Please find inline comments

-----Original Message-----
From: Rob Shakir []
Sent: Thursday, January 08, 2015 10:52
Cc: Les Ginsberg (ginsberg); Shraddha Hegde; Pushpasis Sarkar; Peter Psenak (ppsenak);;; Hannes Gredler;;
Subject: Re: [Isis-wg] [OSPF] Mail regarding draft-ietf-ospf-segment-routing-extensions


If we think about the “MUST NOT be protected” case that you mention. Let’s assume that we have a service that is performance sensitive, such that we want to take a particular path through the network - and that we use Node-SIDs like you say.

If we assume that the requirement is for A-B-C-D-E path below. The node SID for E points via C-D-E and hence is used for stack compression like you say:

      A -- B -- C -- D -- E
                |        /
                --- Q ---

In your envisaged behaviour, C does not protect the Node-SID for E. In the case of the C-D link failure, then the “preferred” behaviour is that C now drops traffic towards this destination. However, C does not remove the FIB entry for the Node-SID for E, it’s actually just now known via Q. At this point, A can forward with exactly the same stack, and the packet takes a new A-B-C-Q-E path, which is non-conformant with the performance requirement of the service.

[SLI] Completely agree, but to prevent the transient period, you can use OAM on top to bring down the LSP at ingress and let it down until ingress or controller has converged an provided a new stack.

In terms of what C does with its FIB, does it simply not use C-Q-E during the failure, but post-reconvergence use it anyway? If so, why not use C-Q-E during the failure - because the service is always going to non-conformant to the performance requirement?

With an Adj-SID, it makes sense, because essentially unless that adjacency is available, then there is no alternate path for the SID that will be taken - so traffic never hits a non-conformant path.

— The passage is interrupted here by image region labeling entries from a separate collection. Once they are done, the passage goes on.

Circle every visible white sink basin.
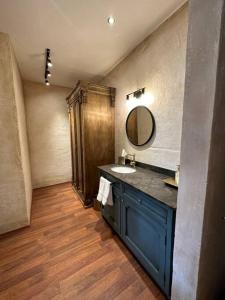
[111,167,136,174]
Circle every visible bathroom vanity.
[99,165,177,298]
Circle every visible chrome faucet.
[126,154,136,168]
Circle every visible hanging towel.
[97,177,113,206]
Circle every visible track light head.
[45,79,50,86]
[46,70,52,77]
[47,58,53,68]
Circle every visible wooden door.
[69,103,78,188]
[82,92,114,201]
[75,101,84,193]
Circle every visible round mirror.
[126,106,155,146]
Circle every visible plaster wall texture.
[101,4,188,170]
[24,81,72,188]
[0,33,32,233]
[172,0,225,300]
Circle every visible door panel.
[122,197,166,287]
[102,188,121,235]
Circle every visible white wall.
[102,5,188,170]
[24,81,72,188]
[0,33,32,233]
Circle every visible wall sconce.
[126,88,145,100]
[45,48,53,85]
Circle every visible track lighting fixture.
[45,48,53,85]
[48,58,53,68]
[126,88,145,100]
[46,70,52,77]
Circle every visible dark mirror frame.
[126,105,155,147]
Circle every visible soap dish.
[163,177,178,188]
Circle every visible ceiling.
[0,0,186,87]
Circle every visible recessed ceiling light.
[107,16,115,25]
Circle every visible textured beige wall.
[0,33,32,233]
[172,0,225,300]
[24,81,72,188]
[103,5,188,169]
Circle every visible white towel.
[97,177,113,206]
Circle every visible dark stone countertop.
[98,165,177,209]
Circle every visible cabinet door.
[75,101,84,193]
[102,188,121,235]
[122,195,166,288]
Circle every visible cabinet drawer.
[123,184,168,223]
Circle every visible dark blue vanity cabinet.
[101,171,175,298]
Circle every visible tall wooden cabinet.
[66,81,115,207]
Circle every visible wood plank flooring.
[0,183,165,300]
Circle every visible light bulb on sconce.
[126,88,155,109]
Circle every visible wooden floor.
[0,183,165,300]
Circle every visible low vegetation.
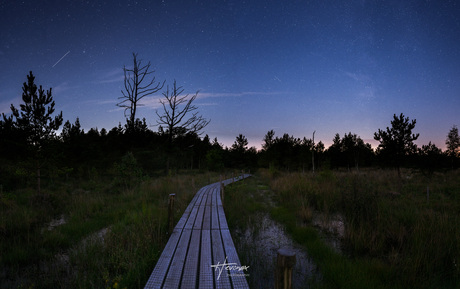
[226,170,460,288]
[0,168,218,288]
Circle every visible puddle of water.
[234,214,322,288]
[41,214,67,234]
[311,211,345,254]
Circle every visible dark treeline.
[0,70,460,193]
[0,113,459,191]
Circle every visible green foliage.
[270,171,460,288]
[374,113,420,173]
[0,169,218,288]
[115,152,142,189]
[11,71,63,149]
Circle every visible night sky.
[0,0,460,149]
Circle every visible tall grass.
[270,170,460,288]
[0,163,219,288]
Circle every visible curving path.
[145,174,250,289]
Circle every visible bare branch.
[155,81,210,143]
[117,53,165,130]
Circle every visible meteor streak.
[53,50,70,67]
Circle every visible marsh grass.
[266,170,460,288]
[0,169,219,288]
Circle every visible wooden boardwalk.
[145,175,250,289]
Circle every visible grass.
[226,170,460,288]
[0,166,219,288]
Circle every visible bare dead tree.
[156,80,210,145]
[117,53,165,129]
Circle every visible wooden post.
[168,194,176,235]
[275,248,296,289]
[220,182,224,206]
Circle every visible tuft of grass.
[0,168,219,288]
[270,170,460,288]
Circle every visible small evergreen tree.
[446,125,460,168]
[11,71,63,194]
[374,113,420,177]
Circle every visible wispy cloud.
[94,68,125,84]
[0,97,21,115]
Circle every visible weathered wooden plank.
[220,230,249,289]
[198,230,214,289]
[163,230,191,288]
[176,189,203,229]
[145,175,249,288]
[202,200,211,230]
[145,229,182,288]
[184,193,203,229]
[211,230,231,289]
[211,188,220,230]
[181,230,201,289]
[193,195,207,230]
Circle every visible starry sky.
[0,0,460,149]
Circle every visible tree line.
[0,54,460,193]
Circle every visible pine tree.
[11,71,63,194]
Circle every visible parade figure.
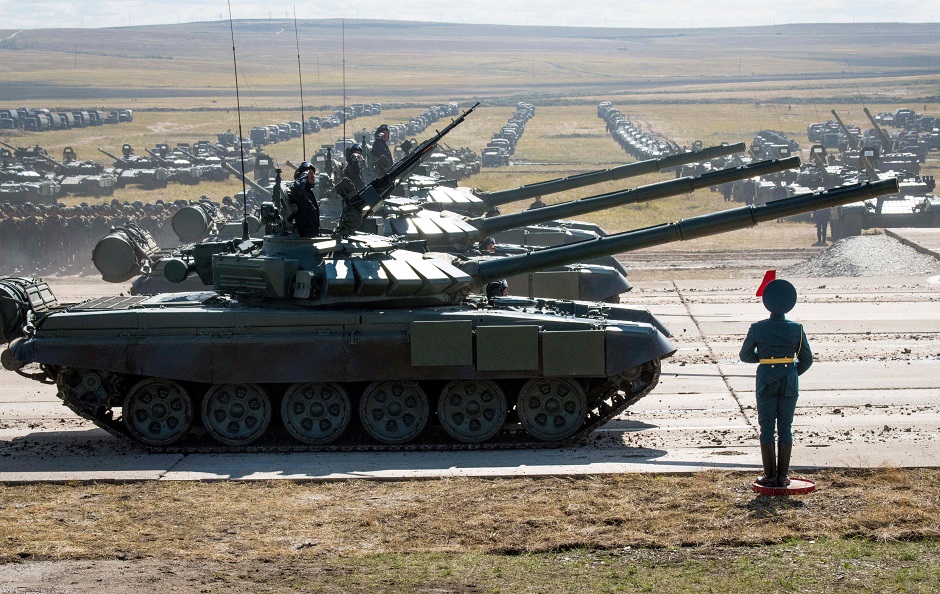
[740,279,813,488]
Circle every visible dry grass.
[0,469,940,562]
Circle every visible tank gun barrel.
[479,142,747,206]
[469,157,800,237]
[474,178,898,283]
[832,109,861,150]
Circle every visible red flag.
[756,270,777,297]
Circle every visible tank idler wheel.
[359,381,430,445]
[202,384,271,446]
[437,380,508,443]
[121,378,193,447]
[281,382,352,445]
[516,378,587,441]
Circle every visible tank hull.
[11,292,675,451]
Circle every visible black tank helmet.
[294,161,317,179]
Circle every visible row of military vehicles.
[480,101,535,167]
[597,101,682,159]
[0,108,897,452]
[0,107,134,132]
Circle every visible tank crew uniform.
[287,161,320,237]
[740,279,813,487]
[343,144,366,192]
[369,124,395,175]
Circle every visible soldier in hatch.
[343,143,366,192]
[369,124,395,176]
[287,161,320,237]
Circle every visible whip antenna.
[342,19,346,163]
[228,0,250,241]
[294,6,307,161]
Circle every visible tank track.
[46,360,661,454]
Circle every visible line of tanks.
[0,107,897,451]
[597,101,682,159]
[480,101,535,167]
[0,107,134,132]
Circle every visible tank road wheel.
[202,384,271,446]
[121,378,193,447]
[281,383,352,445]
[359,381,429,445]
[437,380,508,443]
[516,378,587,441]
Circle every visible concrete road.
[0,277,940,483]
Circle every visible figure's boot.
[757,443,777,487]
[777,442,793,487]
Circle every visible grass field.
[0,469,940,592]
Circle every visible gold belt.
[760,357,793,365]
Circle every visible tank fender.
[604,324,678,377]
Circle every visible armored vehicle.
[0,105,897,451]
[0,180,897,451]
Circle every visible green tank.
[0,175,898,452]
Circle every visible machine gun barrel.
[479,142,747,206]
[474,178,898,283]
[469,157,800,237]
[348,101,480,222]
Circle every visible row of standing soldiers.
[0,198,240,276]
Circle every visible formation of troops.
[0,197,241,276]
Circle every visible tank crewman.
[811,208,832,245]
[369,124,395,176]
[343,143,366,192]
[287,161,320,237]
[740,272,813,488]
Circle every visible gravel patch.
[784,235,940,278]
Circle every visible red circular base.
[751,476,816,497]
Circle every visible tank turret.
[91,223,160,283]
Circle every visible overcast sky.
[0,0,940,29]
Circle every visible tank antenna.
[228,0,250,241]
[342,19,346,163]
[294,5,307,161]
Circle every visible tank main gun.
[466,178,898,284]
[477,142,747,207]
[158,178,898,308]
[470,157,800,242]
[832,109,862,150]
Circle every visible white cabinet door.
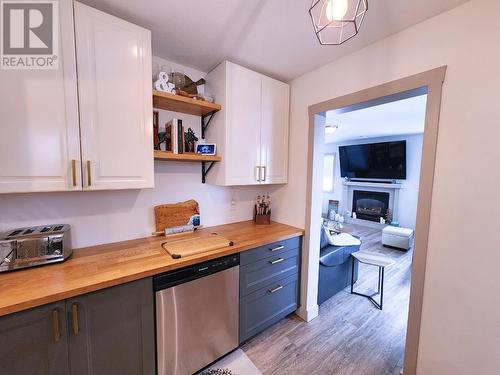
[260,76,290,184]
[0,0,82,193]
[225,63,261,185]
[75,3,154,190]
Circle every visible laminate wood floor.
[243,225,412,375]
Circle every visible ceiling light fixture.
[325,125,339,135]
[309,0,368,45]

Practically, if I can’t tell a customer that the path taken will definitely be A-B-C-D-E, and it may rather go via C-Q-E at some point following convergence [until the head-end calculates that such a change had happened - either a link outage, or a metric change - and stops using the label stack], then there’s little problem of having the traffic go via C-Q-E during protection.
[SLI] In case of architecture with disjoint path and end to end protection , local protection may prevent the end to end protection to be activated. 

For the disjoint case, the consideration that one has to make is:
	* are alternative SPF paths for a particular Node-SID actually still conformant with the disjointness requirement? How many simultaneous failures does one require to violate constraints. For example, in a dual-plane core network, then if the requirement is disjointness at the IP level, then we may need to lose connectivity entirely within the plane before it is preferable to “hop” to another plane. In this case, using an alternative SPF path for the Node-SID is actually not a problem for disjointness.
	[SLI] It's fine for dual plane network, but for flat networks with SRLG at transmission level, it's not so easy.

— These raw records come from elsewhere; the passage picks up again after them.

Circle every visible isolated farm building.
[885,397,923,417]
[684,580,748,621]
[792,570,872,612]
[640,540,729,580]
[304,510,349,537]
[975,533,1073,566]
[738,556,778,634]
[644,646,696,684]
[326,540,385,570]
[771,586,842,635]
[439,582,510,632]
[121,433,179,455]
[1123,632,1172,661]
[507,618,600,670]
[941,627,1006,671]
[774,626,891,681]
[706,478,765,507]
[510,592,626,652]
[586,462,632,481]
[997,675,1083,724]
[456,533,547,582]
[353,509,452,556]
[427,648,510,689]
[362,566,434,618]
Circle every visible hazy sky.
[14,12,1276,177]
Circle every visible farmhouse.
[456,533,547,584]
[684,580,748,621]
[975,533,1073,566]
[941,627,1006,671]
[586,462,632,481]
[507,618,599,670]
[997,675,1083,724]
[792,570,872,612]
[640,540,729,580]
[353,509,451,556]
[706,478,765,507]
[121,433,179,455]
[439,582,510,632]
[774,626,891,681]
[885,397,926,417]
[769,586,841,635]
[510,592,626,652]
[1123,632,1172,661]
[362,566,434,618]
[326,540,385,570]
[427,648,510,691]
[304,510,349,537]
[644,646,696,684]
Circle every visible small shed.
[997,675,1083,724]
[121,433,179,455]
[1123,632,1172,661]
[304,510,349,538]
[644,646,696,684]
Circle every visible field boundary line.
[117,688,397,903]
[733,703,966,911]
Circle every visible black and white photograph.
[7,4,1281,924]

	* does the application prefer losing an entire path to having some risk of the services being shared fate until the re-optimisation? 
	[SLI] It's not the question here ... in case of disjoint path and end to end protection, yes , the application prefers to loose completely a path and switch to another. For some other applications where a single LSP is available, for sure, there is no issue with transient situations that are not completely optimal.

From the work that we’ve looked at thus far, I have not yet seen a case where I absolutely MUST NOT use an alternate shortest path for a Node-SID and hence don’t require protection at a practical level.
[SLI] There is the case today with RSVP-TE, so for sure, use case applied to SR also.

Stack depth is definitely going to be something that we need to consider - to me, where we have centralised controller - actions such as dynamically created forwarding-adjacency LSPs which allow “expansion” of one segment into a set of segments within the path are attractive as a solution where one needs to have explicit routing of traffic for TE purposes. 
[SLI] Yes that's an approach, but this will create more states in the network. Drawback or not, I don't know today.

Does this make sense, or do you see the use case that we’re addressing here differently?